Taking a mouthful, I nod at her. She pulls up the silk fabric a little further. She is naked underneath. A couple of grey hairs gleam like silver thread in the black bush where her thighs meet. Only a couple of nights ago she was utterly unknown to me. I have not possessed a woman for years, but before that, the ones I saw wore big cotton nightshifts to look their best between the sheets. I’ve already got used to her. Anyway, her body is a bit like a boy’s.

I put my glass down, push back my hat and pull her into my arms. Gently I kiss her and slide my hand into the warmth between her legs. She lifts her arms as she pulls off her slip. Only now do I notice that she somehow removes the hair in her armpits.

‘Do you shave under your arms?’

She takes my cheeks between her hands and tries to kiss me, but I move my head away.

‘Everyone does, nowadays.’

I respond to her kiss. She breathes hard. I toss away my hat, loosen my tie and wriggle out of my jacket. I run my tongue along her throat. Her red nails claw into my neck. I fumble with her girdle and stockings but she stops me.

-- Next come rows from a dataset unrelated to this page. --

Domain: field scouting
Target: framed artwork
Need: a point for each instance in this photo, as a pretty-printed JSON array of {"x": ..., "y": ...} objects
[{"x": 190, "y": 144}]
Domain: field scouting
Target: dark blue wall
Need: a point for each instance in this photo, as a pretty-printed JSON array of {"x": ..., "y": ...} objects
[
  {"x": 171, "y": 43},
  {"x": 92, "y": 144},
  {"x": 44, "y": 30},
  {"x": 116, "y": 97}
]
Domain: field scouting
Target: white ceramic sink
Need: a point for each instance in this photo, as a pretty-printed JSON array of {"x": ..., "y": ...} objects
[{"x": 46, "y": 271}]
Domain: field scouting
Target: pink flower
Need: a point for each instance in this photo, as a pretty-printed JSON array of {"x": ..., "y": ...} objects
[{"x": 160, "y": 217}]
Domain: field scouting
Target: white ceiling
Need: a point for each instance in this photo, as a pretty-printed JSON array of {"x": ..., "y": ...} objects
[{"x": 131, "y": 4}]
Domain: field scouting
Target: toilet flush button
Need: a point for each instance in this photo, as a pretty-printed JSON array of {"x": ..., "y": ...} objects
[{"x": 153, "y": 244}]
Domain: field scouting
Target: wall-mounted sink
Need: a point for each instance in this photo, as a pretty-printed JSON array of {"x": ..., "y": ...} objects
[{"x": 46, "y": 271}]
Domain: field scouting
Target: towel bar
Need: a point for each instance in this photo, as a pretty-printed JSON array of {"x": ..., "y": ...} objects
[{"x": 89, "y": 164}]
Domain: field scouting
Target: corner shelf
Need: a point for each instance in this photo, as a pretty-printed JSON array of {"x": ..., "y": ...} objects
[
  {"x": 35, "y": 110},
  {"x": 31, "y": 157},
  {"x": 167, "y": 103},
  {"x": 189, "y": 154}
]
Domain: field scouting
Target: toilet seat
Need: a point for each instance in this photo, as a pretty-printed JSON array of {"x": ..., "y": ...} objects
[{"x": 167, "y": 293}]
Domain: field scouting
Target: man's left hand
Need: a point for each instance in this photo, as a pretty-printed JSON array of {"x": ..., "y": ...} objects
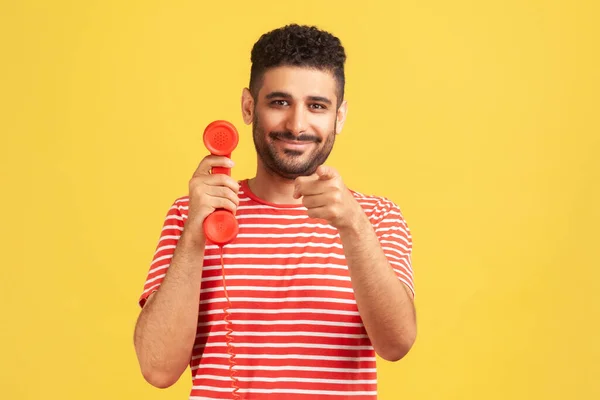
[{"x": 325, "y": 196}]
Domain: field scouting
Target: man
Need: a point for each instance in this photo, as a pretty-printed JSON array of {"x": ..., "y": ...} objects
[{"x": 319, "y": 276}]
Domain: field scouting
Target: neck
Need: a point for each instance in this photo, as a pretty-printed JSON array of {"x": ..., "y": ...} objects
[{"x": 271, "y": 187}]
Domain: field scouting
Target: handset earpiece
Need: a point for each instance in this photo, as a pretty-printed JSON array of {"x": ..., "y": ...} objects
[{"x": 221, "y": 138}]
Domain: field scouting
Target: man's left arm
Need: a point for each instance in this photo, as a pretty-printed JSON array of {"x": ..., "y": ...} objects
[{"x": 384, "y": 299}]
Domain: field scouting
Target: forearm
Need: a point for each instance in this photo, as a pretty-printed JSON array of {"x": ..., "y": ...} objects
[
  {"x": 166, "y": 329},
  {"x": 385, "y": 304}
]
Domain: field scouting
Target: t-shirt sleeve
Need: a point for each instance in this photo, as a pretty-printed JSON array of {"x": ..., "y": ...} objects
[
  {"x": 395, "y": 239},
  {"x": 169, "y": 237}
]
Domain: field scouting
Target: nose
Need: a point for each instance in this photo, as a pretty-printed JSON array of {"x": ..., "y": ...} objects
[{"x": 296, "y": 122}]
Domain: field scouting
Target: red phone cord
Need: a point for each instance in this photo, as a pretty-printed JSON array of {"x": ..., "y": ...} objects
[{"x": 228, "y": 337}]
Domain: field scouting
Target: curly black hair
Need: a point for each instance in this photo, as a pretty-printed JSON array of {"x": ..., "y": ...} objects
[{"x": 298, "y": 45}]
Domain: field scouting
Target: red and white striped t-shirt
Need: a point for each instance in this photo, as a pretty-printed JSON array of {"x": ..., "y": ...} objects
[{"x": 297, "y": 333}]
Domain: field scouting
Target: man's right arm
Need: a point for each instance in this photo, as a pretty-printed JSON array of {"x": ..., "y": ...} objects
[
  {"x": 166, "y": 328},
  {"x": 165, "y": 331}
]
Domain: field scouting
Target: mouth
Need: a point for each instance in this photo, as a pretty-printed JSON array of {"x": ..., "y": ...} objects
[{"x": 296, "y": 145}]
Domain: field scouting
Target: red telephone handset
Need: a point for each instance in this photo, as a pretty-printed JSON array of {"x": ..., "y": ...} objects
[
  {"x": 221, "y": 226},
  {"x": 221, "y": 138}
]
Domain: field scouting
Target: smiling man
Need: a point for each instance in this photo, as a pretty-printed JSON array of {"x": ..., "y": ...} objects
[{"x": 319, "y": 277}]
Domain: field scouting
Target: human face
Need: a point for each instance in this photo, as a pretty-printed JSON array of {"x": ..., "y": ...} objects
[{"x": 295, "y": 120}]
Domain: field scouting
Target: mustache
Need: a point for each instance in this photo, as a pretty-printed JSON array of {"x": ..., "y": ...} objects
[{"x": 293, "y": 138}]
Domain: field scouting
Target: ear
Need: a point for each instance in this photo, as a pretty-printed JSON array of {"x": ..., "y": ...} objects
[
  {"x": 247, "y": 106},
  {"x": 341, "y": 117}
]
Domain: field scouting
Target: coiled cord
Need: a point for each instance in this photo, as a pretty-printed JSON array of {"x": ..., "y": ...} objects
[{"x": 228, "y": 336}]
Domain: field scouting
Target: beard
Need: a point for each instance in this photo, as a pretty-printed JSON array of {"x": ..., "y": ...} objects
[{"x": 290, "y": 164}]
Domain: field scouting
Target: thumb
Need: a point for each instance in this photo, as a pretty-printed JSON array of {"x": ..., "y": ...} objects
[{"x": 324, "y": 172}]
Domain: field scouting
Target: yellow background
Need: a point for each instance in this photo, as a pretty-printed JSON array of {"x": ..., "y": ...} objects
[{"x": 480, "y": 119}]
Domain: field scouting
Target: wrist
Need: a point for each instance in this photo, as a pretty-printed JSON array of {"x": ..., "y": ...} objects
[
  {"x": 357, "y": 223},
  {"x": 193, "y": 239}
]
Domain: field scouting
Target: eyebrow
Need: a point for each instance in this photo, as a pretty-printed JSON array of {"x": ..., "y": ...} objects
[{"x": 284, "y": 95}]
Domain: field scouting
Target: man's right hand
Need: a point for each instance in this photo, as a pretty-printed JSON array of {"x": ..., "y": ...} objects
[{"x": 207, "y": 192}]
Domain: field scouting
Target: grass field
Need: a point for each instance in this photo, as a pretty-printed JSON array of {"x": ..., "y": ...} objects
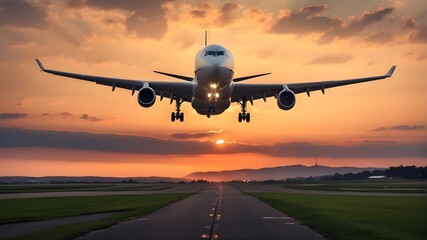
[
  {"x": 125, "y": 206},
  {"x": 355, "y": 217},
  {"x": 71, "y": 187},
  {"x": 397, "y": 186}
]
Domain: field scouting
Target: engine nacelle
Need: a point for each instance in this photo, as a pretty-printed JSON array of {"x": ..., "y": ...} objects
[
  {"x": 146, "y": 97},
  {"x": 286, "y": 99}
]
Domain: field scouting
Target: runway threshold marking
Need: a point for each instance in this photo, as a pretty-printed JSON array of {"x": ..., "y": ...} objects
[
  {"x": 215, "y": 216},
  {"x": 276, "y": 218}
]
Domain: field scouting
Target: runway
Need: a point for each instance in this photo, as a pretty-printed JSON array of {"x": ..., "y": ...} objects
[{"x": 219, "y": 211}]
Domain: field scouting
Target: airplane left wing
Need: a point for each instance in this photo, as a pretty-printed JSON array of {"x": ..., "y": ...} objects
[
  {"x": 262, "y": 91},
  {"x": 181, "y": 90}
]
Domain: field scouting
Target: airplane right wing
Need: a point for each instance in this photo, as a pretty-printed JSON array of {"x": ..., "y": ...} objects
[{"x": 173, "y": 90}]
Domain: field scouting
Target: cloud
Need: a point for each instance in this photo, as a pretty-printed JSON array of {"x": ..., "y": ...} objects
[
  {"x": 380, "y": 38},
  {"x": 305, "y": 21},
  {"x": 418, "y": 33},
  {"x": 5, "y": 116},
  {"x": 331, "y": 59},
  {"x": 195, "y": 135},
  {"x": 19, "y": 138},
  {"x": 356, "y": 26},
  {"x": 68, "y": 115},
  {"x": 421, "y": 58},
  {"x": 400, "y": 127},
  {"x": 407, "y": 127},
  {"x": 378, "y": 141},
  {"x": 228, "y": 13},
  {"x": 147, "y": 19},
  {"x": 200, "y": 12},
  {"x": 419, "y": 36},
  {"x": 23, "y": 14}
]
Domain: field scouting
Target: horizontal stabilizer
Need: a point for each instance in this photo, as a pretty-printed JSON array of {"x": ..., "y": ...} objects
[
  {"x": 40, "y": 65},
  {"x": 391, "y": 71},
  {"x": 175, "y": 76},
  {"x": 249, "y": 77}
]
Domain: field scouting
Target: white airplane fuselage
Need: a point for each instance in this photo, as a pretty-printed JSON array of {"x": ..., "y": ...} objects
[{"x": 213, "y": 81}]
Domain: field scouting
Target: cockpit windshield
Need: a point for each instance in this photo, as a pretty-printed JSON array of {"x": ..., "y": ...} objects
[{"x": 214, "y": 53}]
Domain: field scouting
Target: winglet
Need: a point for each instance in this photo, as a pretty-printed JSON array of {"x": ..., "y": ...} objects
[
  {"x": 391, "y": 71},
  {"x": 40, "y": 65}
]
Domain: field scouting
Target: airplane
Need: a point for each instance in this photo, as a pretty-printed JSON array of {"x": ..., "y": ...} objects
[{"x": 214, "y": 87}]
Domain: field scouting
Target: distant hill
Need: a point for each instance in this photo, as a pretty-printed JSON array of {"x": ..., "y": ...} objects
[
  {"x": 275, "y": 173},
  {"x": 86, "y": 179}
]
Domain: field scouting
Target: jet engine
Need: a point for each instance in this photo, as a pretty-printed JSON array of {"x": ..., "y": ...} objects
[
  {"x": 146, "y": 97},
  {"x": 286, "y": 99}
]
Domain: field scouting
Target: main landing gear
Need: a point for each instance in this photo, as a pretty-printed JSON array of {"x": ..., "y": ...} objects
[
  {"x": 178, "y": 115},
  {"x": 244, "y": 116}
]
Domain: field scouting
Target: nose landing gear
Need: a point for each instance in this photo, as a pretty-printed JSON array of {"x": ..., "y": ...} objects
[
  {"x": 211, "y": 109},
  {"x": 244, "y": 116},
  {"x": 178, "y": 115}
]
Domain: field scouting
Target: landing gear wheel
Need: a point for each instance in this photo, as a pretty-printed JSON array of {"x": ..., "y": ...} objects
[
  {"x": 244, "y": 116},
  {"x": 177, "y": 115}
]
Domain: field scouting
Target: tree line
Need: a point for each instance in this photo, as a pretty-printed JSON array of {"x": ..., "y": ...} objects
[{"x": 403, "y": 172}]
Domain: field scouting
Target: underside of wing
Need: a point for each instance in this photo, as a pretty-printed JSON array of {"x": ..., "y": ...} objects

‘You want to keep them on tonight as well?’

‘Quiet!’

The buttons of my new shirt scatter in all directions when she tears it open. One of them tinkles against the wine bottle on the desk. I grab her upper arms, pick her up and toss her at the bed. Her bottom bounces against the mattress and then she falls flat on her face. There’s a smacking sound when her kneecaps hit the
floor. For a moment she stays, immobile, on all fours. Her hair hangs down over her face. She whimpers.

I pull her up on her feet. Her arms wrap themselves around my neck. She kisses me greedily. The springs groan when we fall down into the bed with me underneath. The sheets are as cold as burial shrouds.

Her mouth and lips work their way down the ship tattoos on my chest and make a detour to the bruise that the weight of the pistol has caused against my ribs, before she follows the dark string of hair that bifurcates my stomach. Her fingers shake as she unbuttons my fly.

With one hand between her own legs and another round my shaft, she starts sucking me. If Steiner hasn’t been touching her for years she’s certainly been practising elsewhere. She feasts on me and makes a show of it. I put my arm behind my head so I can get a good look.

Pink rouge runs between her breasts. My cock vibrates like the needle of a tachometer. When she moves her mouth away, a thin string of saliva hangs like spider’s web between the glans and her lips. Around the shaft runs a deep red ring from her lipstick. Her chestnut brown eyes meet my gaze as her hand moves up and down. She’s left-handed – it occurs to me that she always switches her cutlery around when we eat out.

She straddles me. This is quite another sort of wetness than I am used to, hot and slithering. Slowly she starts forming circles with her hips. Her fingers taste of a woman’s sex. She pants with increasing urgency and a few droplets of sweat emerge, gleaming, on her neck. Her eyes look up at the ceiling and her nostrils widen like a mare going uphill. When I look at her body, flexing in a backward arc that tightens her ribs against her skin, it doesn’t strike me as that of a woman who’s ever been pregnant.
Her fingers clutch the skin above my knees. I think she’s close. For a few moments it feels as if I’m about to soften.